Выбрать главу

- Вот видишь, у вас в коммунизме тоже интернационал, ни к чему хорошему это не приведёт. Каждый должен жить на своей земле, на своей Родине, - заключил Кузьма.

- Нет, нет. – перешёл на крик Костёр, - вы не правы и время это докажет.

- Докажет, докажет. Давайте от болтовни перейдём к делу. Поговорим о предстоящей совместной операции, - завершил спор Старый.  

59

    Одиночная камера без окон. В камере из обстановки только дырка, чтоб справлять нужду. В течении всего дня в камеру периодически заливают ведро воды, от этого в камере стоял ужасный запах. Невозможно было нормально лежать, сидеть, даже ходить – кругом вода. Кормили два раза в сутки кружка воды и кусок хлеба. Два-три раза за день заходило в камеру два молодчика и без всяких разговоров начнали бить. Били до тех пор пока я уже на ногах не мог стоять. Бывали случаи, когда они ночью заваливались и начинали бить, я даже не успевал вставать, поэтому они меня просто запинывали. Я поражался своему организму, у меня были отбиты почки, всё тело было синее, кисть на правой руке сломана, нос сломан, голова представляла собой сплошную гематому. Но я жил. Я продолжал жить. Счёт времени я потерял после первой недели нахождения здесь. Где я находился, мне так и не сказали, со мной вообще мало кто говорил, особенно после того, как на допросах я отказывался с ними сотрудничать. Два раза они пытались установить со мной контакт, но когда поняли что это бесполезно, перестали меня водить на допросы. Изредка я слышал крики людей, но поговорить с соседями по камере не удавалось, ничего не было слышно. Я пытался больше двигаться, потому что холодно было ужасно, через боль я наматывал круги по камере. Спал на голом сыром бетоне, иногда это было невозможно, так как весь пол был залит водой. Освещения практически не было, только сквозь шесть специальных дырочек пробивался свет из коридора в камеру. В общем, условия для жизни они умели создавать. Я много слышал о подобных злачных местах, но даже представить себе не мог, что будет на столько всё грустно, печально и невыносимо жутко. Я отключался полностью, эмоции, чувства, память, пытался как можно меньше думать, я принимал всё как должное, значит так надо. Сейчас будут бить, всё нормально и потом ещё будут бить и это тоже нормально, а дальше ещё будет хуже, - говорил я себе, - и это тоже так надо.

- Вставай мешок, на выход, - стоя в дверном проёме говорил надзиратель.

   Я всеми силами не допускал в свою голову мысль, что это конец, что всё закончилось. От яркого света, от напористых мыслей, от боли я хотел плакать, но не мог, я только стонал.

- Вставай, вставай козел, а то я тебя пинками поднимать буду, - зашипело большое толстое лицо надзирателя.

   Еле как, сквозь жуткую боль в позвоночнике я смог встать и пойти на выход. Приближаясь к здоровенному мучителю я сжался в ожидании толчка или пинка, удар в голову не заставил себя ждать, от которого я уткнулся в стену. Меня привели в другую камеру, туда, где проходили допросы. За столом сидел военный, - военная разведка, - мелькнуло у меня в голове. Он курил сигареты, вежливо предложил мне.
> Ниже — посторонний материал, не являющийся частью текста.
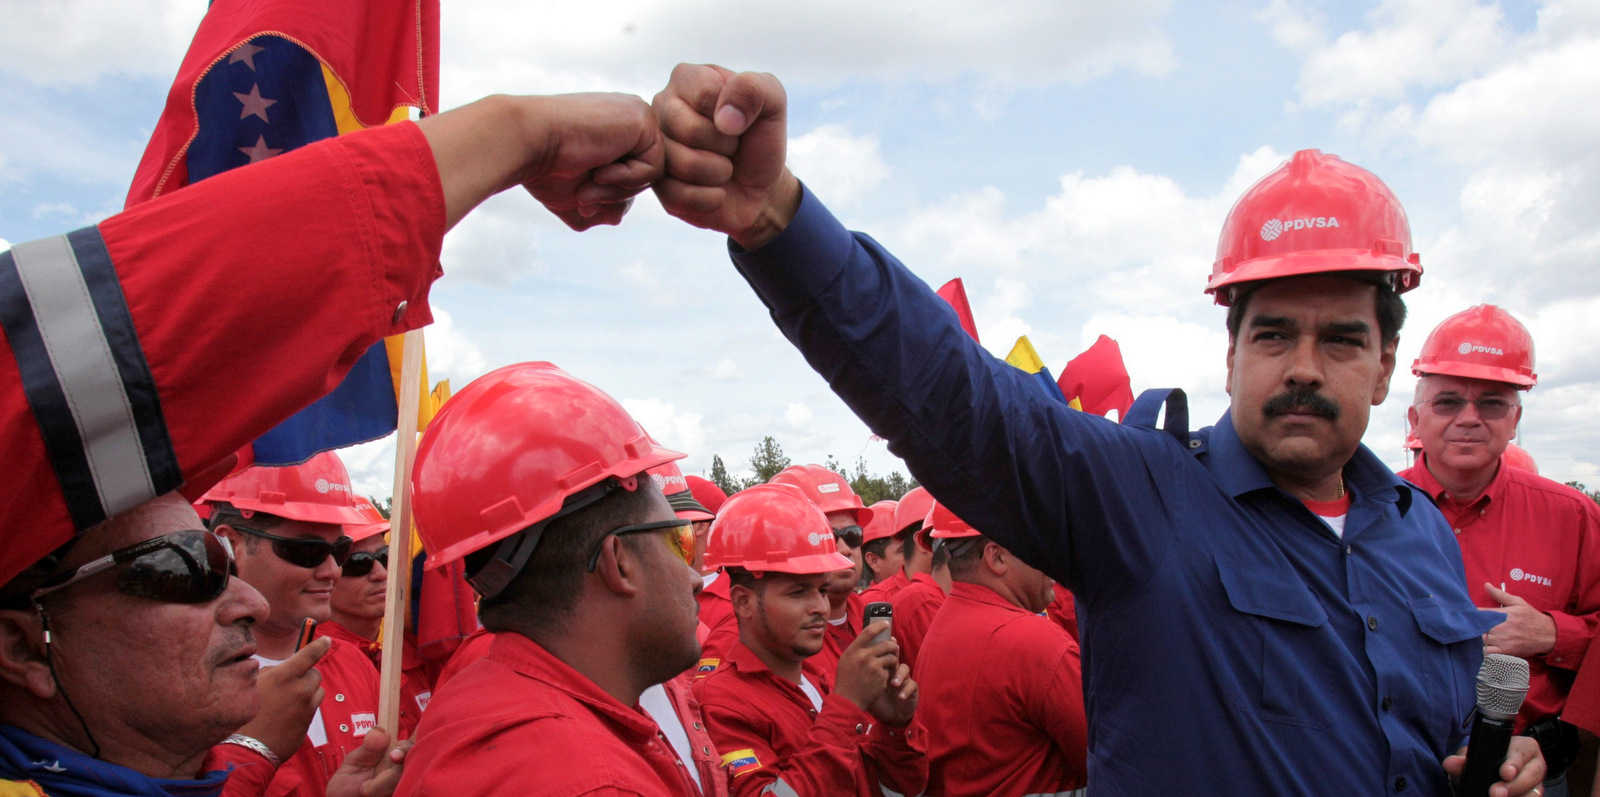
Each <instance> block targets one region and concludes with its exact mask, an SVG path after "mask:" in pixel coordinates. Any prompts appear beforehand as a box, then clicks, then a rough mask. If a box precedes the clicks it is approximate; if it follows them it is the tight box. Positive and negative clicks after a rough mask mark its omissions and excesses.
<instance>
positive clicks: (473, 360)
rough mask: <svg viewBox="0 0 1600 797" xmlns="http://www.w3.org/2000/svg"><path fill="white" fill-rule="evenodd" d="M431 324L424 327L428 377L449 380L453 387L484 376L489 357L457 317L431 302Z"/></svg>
mask: <svg viewBox="0 0 1600 797" xmlns="http://www.w3.org/2000/svg"><path fill="white" fill-rule="evenodd" d="M432 309H434V323H432V325H429V326H426V328H424V330H426V331H424V333H422V334H424V338H426V341H427V371H429V374H427V376H429V379H432V381H435V382H437V381H440V379H450V381H451V386H453V387H454V389H458V390H459V389H461V387H466V386H467V382H470V381H472V379H477V378H478V376H483V373H486V371H488V368H490V365H488V363H490V360H488V357H486V355H485V354H483V349H480V347H478V346H477V344H475V342H472V341H470V339H469V338H467V336H466V333H462V331H461V328H458V326H456V320H454V318H451V315H450V314H448V312H445V309H443V307H440V306H437V304H434V306H432Z"/></svg>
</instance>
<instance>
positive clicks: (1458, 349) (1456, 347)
mask: <svg viewBox="0 0 1600 797" xmlns="http://www.w3.org/2000/svg"><path fill="white" fill-rule="evenodd" d="M1456 352H1459V354H1472V352H1478V354H1493V355H1494V357H1506V352H1502V350H1499V349H1496V347H1493V346H1478V344H1475V342H1467V341H1461V346H1456Z"/></svg>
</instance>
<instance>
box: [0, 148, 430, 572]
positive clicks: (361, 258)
mask: <svg viewBox="0 0 1600 797" xmlns="http://www.w3.org/2000/svg"><path fill="white" fill-rule="evenodd" d="M98 234H99V238H102V240H104V254H106V256H109V261H110V266H112V267H114V269H115V288H118V290H120V299H122V302H125V306H126V314H128V317H131V331H130V334H128V338H117V339H118V341H122V339H133V338H134V336H136V339H134V341H133V342H134V346H136V349H128V350H130V352H139V354H142V358H144V360H146V362H147V373H142V371H139V370H138V368H134V370H133V371H130V374H131V376H133V381H128V378H125V376H123V374H112V376H114V379H115V382H114V384H123V386H125V389H126V392H128V395H130V397H134V398H136V400H138V402H136V403H138V407H136V408H134V410H136V411H138V410H139V407H150V410H152V411H157V415H158V419H160V423H162V424H163V426H165V427H163V429H160V432H163V434H155V432H150V434H149V435H144V437H139V440H141V442H142V451H144V456H146V458H149V461H150V463H158V461H166V459H168V458H176V464H178V467H179V469H181V477H182V479H184V480H190V482H192V480H194V479H195V477H197V475H200V474H202V472H205V471H206V469H208V467H211V466H214V464H218V463H221V461H222V459H224V458H227V456H229V455H232V453H234V451H237V450H238V448H240V447H242V445H245V443H248V442H250V440H254V439H256V437H259V435H261V434H262V432H266V431H267V429H270V427H274V426H277V424H278V423H280V421H283V419H285V418H288V416H290V415H293V413H296V411H298V410H301V408H304V407H306V405H309V403H310V402H314V400H317V398H318V397H322V395H323V394H326V392H328V390H331V389H333V387H334V386H336V384H338V382H339V379H341V378H342V376H344V374H346V373H347V371H349V370H350V366H352V365H355V360H357V358H358V357H360V355H362V354H363V352H366V349H368V347H370V346H371V344H374V342H378V341H379V339H382V338H384V336H389V334H400V333H403V331H406V330H411V328H416V326H422V325H426V323H429V322H430V320H432V314H430V310H429V306H427V288H429V285H430V283H432V282H434V278H437V277H438V274H440V270H438V250H440V243H442V240H443V234H445V200H443V195H442V192H440V184H438V170H437V168H435V165H434V155H432V150H430V149H429V146H427V141H426V139H424V138H422V133H421V131H419V130H418V128H416V125H411V123H400V125H384V126H381V128H373V130H366V131H360V133H354V134H349V136H339V138H333V139H326V141H318V142H315V144H310V146H306V147H301V149H296V150H294V152H288V154H283V155H278V157H274V158H270V160H266V162H262V163H256V165H251V166H245V168H237V170H229V171H226V173H222V174H218V176H214V178H210V179H205V181H200V182H197V184H194V186H189V187H186V189H184V190H179V192H174V194H171V195H166V197H162V198H158V200H154V202H146V203H142V205H138V206H134V208H131V210H128V211H123V213H118V214H115V216H112V218H109V219H106V221H102V222H99V224H98ZM19 246H22V245H19ZM80 261H82V256H80ZM114 299H115V298H114ZM114 304H115V302H114ZM112 315H115V314H112ZM262 318H293V322H294V323H266V322H262ZM74 323H77V322H74ZM83 323H94V322H93V320H85V322H83ZM104 323H110V322H104ZM120 330H122V328H120V326H118V328H117V330H112V328H109V326H107V334H112V333H115V334H122V331H120ZM13 344H14V341H10V339H8V346H6V349H5V352H6V355H3V357H0V395H3V397H5V400H0V429H3V434H5V437H3V439H0V448H3V450H5V451H6V461H8V463H10V466H11V467H10V471H8V474H6V490H5V491H3V495H0V530H5V531H0V539H3V544H0V546H3V547H5V551H6V555H5V557H0V583H6V581H10V579H11V578H14V576H16V575H18V573H19V571H21V570H22V568H26V567H27V565H30V563H34V562H37V560H38V559H40V557H43V555H45V554H48V552H51V551H54V549H56V547H59V546H61V544H62V543H66V541H69V539H70V538H72V536H74V533H75V523H74V520H72V517H70V515H69V509H67V501H66V498H64V493H62V483H61V482H59V480H58V474H56V471H54V469H53V464H51V463H53V459H51V455H50V453H46V450H45V437H43V432H42V427H40V424H38V423H37V421H35V416H34V410H32V407H30V403H29V400H27V397H26V394H24V387H22V373H21V370H19V366H18V360H16V354H14V352H16V350H14V349H13ZM30 357H32V355H30ZM30 366H34V368H38V366H43V368H50V363H37V362H32V360H30ZM222 370H227V371H235V373H237V371H243V373H250V374H251V387H250V400H248V402H242V400H238V395H237V386H234V384H232V382H230V381H229V379H218V378H216V374H218V373H219V371H222ZM146 397H158V408H157V405H155V403H154V402H146V400H144V398H146ZM150 429H155V427H154V426H152V427H146V431H147V432H149V431H150ZM80 445H82V443H80ZM168 488H170V487H168ZM134 503H139V499H138V496H134ZM130 507H131V504H130V506H120V504H118V506H112V511H120V509H130Z"/></svg>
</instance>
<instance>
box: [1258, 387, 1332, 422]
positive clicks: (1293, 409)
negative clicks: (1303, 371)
mask: <svg viewBox="0 0 1600 797" xmlns="http://www.w3.org/2000/svg"><path fill="white" fill-rule="evenodd" d="M1288 413H1310V415H1320V416H1323V418H1326V419H1330V421H1333V419H1338V418H1339V405H1338V403H1336V402H1334V400H1333V398H1328V397H1326V395H1323V394H1320V392H1317V389H1315V387H1310V389H1293V390H1288V392H1282V394H1278V395H1274V397H1272V398H1267V403H1264V405H1261V415H1266V416H1267V418H1277V416H1280V415H1288Z"/></svg>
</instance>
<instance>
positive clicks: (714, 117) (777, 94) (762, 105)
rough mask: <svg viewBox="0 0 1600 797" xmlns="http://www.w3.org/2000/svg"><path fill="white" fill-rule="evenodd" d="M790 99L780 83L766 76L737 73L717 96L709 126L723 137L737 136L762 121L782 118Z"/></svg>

- Возьми, тебе легче станет, они немного приглушат боль, - заботливо говорил капитан.

- Я не курю, - еле произнёс я.

- Тогда может водки?

- Нет.

- Впервые такое вижу, обычно и курят и пьют, - с неподдельным удивлением и с ухмылкой на лице произнёс капитан. – На стул-то хоть присядешь, или ты не сидишь на стульях, - капитан закатился со смеху от своей глупой шутки.

   Я молча сел на стул, который стоял в трёх метрах от стола капитана. Пытается меня расслабить, давит на эмоции, сейчас горячий чай предложит с пряниками, которые у него на столе, чтобы совсем меня вывести из под самоконтроля. Разбалансировать меня хочет, так это называется у нас у разведчиков.

- А чай, с пряниками будешь?

- Буду.

- Вот это хорошо. Это очень хорошо.  Мы с тобой подружимся. Эти изверги смотри, что с тобой сделали, но всё закончилось. Всё, скоро ты поедешь домой к маме, к друзьям. Дома ведь хорошо, ты же помнишь? Там мама любимая, родственники, друзья, товарищи, девушка твоя. Любишь свою девушку?

   Я пил чай и не слушал, что говорит этот недочеловек. Я думал только о том, что попью чай и пойду обратно в камеру. Хочу в камеру, - говорил я про себя, - хочу в камеру спать, спать хочу на полу, там место есть сухое, вот туда сейчас приду, лягу и усну сладким сном. Я прокручивал в голове эти мысли, но только чтобы не слушать его. Я заглушал своими мыслями его слова.